Se si vuole compiere un bilancio di questo primo ventennio, del ventunesimo secolo, sulla liberalizzazione del mercato dei servizi, credo che si possa affermare che si tratti di un fallimento.

Infatti, i cittadini pensavano (e speravano) che più venditori di servizi sul mercato significasse più concorrenza e prezzi più ridotti.

Così non è stato!

Questo nostro Paese non riesce a far rispettare le leggi dello Stato. Gli enti e le varie società di servizi sono più forti di chi governa il Paese e usano tutti gli stratagemmi possibili per truffare i cittadini utenti dei servizi.

Il caso più recente, uno dei tanti, sono le fatture che anziché essere fatte ogni due mesi vengono messe ogni 28 giorni con un parere negativo del Governo.

In questo modo gli operatori telefonici hanno fatto il miracolo di fatturare, nei 12 mesi all'anno, ben 13 volte.

Con la liberalizzazione del mercato si è affermato (e consolidato) il “sistema truffa” che infrange tutte le regole.

E lo Stato, attraverso le sue istituzioni, è sempre più debole e liquido e inventa e propone sistemi di conciliazioni virtuali fragili ed effimeri dove la concretezza si perde sulle onde della rete.

E in questo caos truffaldino prevale, purtroppo, la solitudine dell'essere umano privo di quelle “certezze ideologiche” che hanno caratterizzato il secolo trascorso, ma anche di quegli ideali che sono stati alla base delle grandi utopie del passato e del presente.

Il nostro Paese Italia non riesce a dotarsi di aziende con un’anima fondata sull'etica della trasparenza, del rispetto delle leggi dello Stato e delle regole che sono alla base del buon governo del territorio.

Quello che era, per il territorio provinciale, “l’AGAC e la SIP, per fare un esempio, non è più. Non si sa mai con chi parlare e manca assolutamente la cultura dell'ascolto.

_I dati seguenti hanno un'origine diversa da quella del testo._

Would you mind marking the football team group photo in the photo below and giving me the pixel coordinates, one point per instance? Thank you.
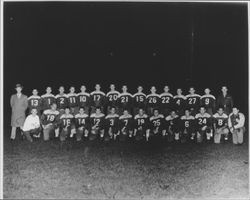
(125, 100)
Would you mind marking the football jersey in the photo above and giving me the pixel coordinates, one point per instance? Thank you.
(35, 102)
(112, 98)
(97, 120)
(139, 100)
(83, 99)
(47, 100)
(208, 101)
(97, 98)
(179, 102)
(61, 101)
(72, 100)
(141, 121)
(125, 121)
(82, 120)
(203, 120)
(166, 100)
(50, 116)
(153, 100)
(187, 122)
(220, 120)
(66, 121)
(125, 100)
(157, 121)
(193, 100)
(112, 120)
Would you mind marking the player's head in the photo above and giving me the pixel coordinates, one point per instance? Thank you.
(98, 87)
(83, 88)
(124, 88)
(112, 110)
(140, 88)
(67, 110)
(187, 112)
(220, 110)
(19, 88)
(61, 89)
(98, 110)
(72, 89)
(166, 88)
(112, 87)
(224, 89)
(48, 90)
(179, 91)
(141, 111)
(207, 91)
(156, 112)
(35, 92)
(53, 106)
(235, 111)
(34, 111)
(125, 112)
(191, 90)
(153, 89)
(202, 110)
(81, 110)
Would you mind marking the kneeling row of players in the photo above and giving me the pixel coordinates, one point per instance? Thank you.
(173, 127)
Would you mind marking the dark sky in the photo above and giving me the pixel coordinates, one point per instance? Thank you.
(126, 43)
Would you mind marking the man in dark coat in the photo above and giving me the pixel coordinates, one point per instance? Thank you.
(19, 104)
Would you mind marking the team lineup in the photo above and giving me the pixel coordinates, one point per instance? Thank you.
(122, 116)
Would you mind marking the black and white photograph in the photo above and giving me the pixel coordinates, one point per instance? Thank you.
(125, 100)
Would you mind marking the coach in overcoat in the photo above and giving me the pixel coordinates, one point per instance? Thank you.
(19, 104)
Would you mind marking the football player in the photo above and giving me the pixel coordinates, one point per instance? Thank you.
(152, 101)
(50, 120)
(166, 101)
(193, 101)
(34, 101)
(72, 100)
(112, 124)
(141, 128)
(208, 101)
(82, 124)
(203, 122)
(236, 122)
(220, 126)
(61, 100)
(157, 123)
(67, 128)
(97, 120)
(139, 100)
(47, 99)
(125, 126)
(179, 102)
(187, 124)
(172, 123)
(112, 98)
(83, 99)
(225, 100)
(98, 99)
(31, 127)
(125, 100)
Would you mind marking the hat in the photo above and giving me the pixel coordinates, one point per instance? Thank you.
(19, 85)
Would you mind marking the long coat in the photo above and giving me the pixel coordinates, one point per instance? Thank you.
(19, 106)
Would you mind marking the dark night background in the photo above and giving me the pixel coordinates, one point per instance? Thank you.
(78, 43)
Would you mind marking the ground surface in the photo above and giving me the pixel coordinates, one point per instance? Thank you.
(126, 171)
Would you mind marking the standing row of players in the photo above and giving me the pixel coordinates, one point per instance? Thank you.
(165, 102)
(198, 128)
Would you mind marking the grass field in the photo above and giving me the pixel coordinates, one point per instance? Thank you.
(126, 171)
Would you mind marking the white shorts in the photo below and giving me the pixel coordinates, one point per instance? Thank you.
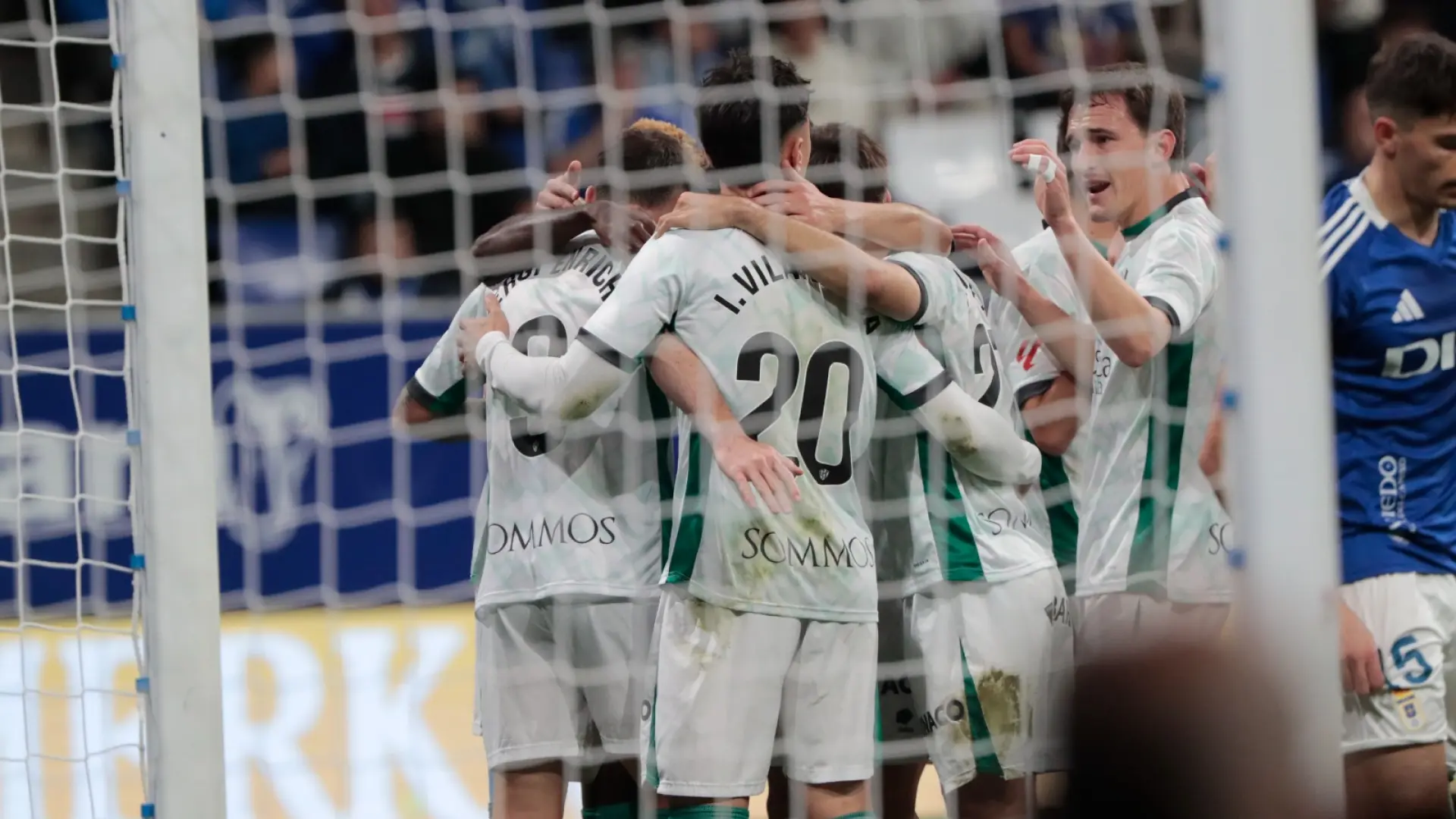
(728, 682)
(1125, 620)
(1413, 620)
(557, 676)
(902, 687)
(998, 664)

Le “aziende moderne” devono guardare solo i bilanci e premiare dirigenti “i manager” che realizzano alti guadagni.

E il cuore di questi è “la borsa”, quanto la finanza ti dà in più (o in meno) quanto si ricava.

Tutto è finalizzato al massimo guadagno.

Il valore dell’ “anima dell’azienda” non esiste più. E ciò che è più grave è che non esiste più nemmeno l’anima della persona che è scomparsa con il libero mercato, che spesso vuol dire libera truffa.

Mancano, oggi, le certezze di un tempo, quelle cose che ti garantivano sicurezza, onestà, correttezza, trasparenza. E in questo marasma le associazioni dei consumatori possono essere una cosa utile se hanno a cuore la soluzione positiva dei problemi della gente, e non guardare a chi governa: se di sinistra o di destra. Il compito di chi governa il Paese, (come gli enti locali) deve pensare al bene dei cittadini e non all'interesse di parte di qualche “gruppo di sistema” o di sistemi “affaristici aziendali” che hanno cuore il denaro e non le persone.

In questo ventennio del ventunesimo secolo, con la “liberalizzazione del mercato” si è diseducato una generazione ad “alimentarsi” solo del guadagno e della speculazione su tutto.

E’ prevalsa una sottocultura dell’affarismo, dell’individualismo, del benessere personale e della precarietà per gli altri. Dell’egoismo di pochi sul benessere generale di tanti. Ha prevalso, cioè, una “politica anticristiana” dell'assoluta mancanza di una costante morale che deve far parte della vita. Per chi scrive, che ha vissuto e vive le vergogne del “processo di liberalizzazione”, il giudizio è profondamente negativo. Oggi serve più Stato e più certezza del Diritto.